Aller au contenu principal

Imbroglio juridique autour des nanoparticules

Une enquête publiée par Agir pour l'environnement a établi la présence de nanoparticules dans quatre produits de grande consommation choisis au hasard. Une telle présence n'est pas interdite par la réglementation, mais l'ONG dénonce son absence d'étiquetage qui, lui, est, en théorie, obligatoire depuis décembre 2014...

C'est un véritable pavé dans la mare que l'association Agir pour l'environnement pense avoir lancé en publiant, le 15 juin 2016, une enquête démontrant la présence, non mentionnée, de nanoparticules dans plusieurs produits alimentaires. Infiniment petites, ces nanoparticules pénètrent dans le corps humain pour se diffuser dans l'organisme et franchir les barrières physiologiques, pour finalement s'installer dans certains organes, dans le sang, ou encore, à l'intérieur même des cellules. Autrefois connues pour être utilisées dans de nombreux produits (cosmétiques, biocides, médicaments…), les nanoparticules sont, depuis un certain temps, également utilisées dans les ingrédients alimentaires.
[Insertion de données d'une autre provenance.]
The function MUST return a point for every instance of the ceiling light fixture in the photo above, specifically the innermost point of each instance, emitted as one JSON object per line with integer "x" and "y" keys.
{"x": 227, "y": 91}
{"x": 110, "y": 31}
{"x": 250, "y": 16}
Mais le nouvel éclairage braqué soudainement sur ces particules risque évidemment d'inquiéter as-sociations et consommateurs, alors même qu'aucun effet négatif sur la santé et l'environnement n'a encore été établi. Tout au plus, dans un avis de 2014, l'Anses pointait du doigt les difficultés scientifiques à écarter tout risque de toxicité et appelait à mettre en place un encadrement réglementaire renforcé.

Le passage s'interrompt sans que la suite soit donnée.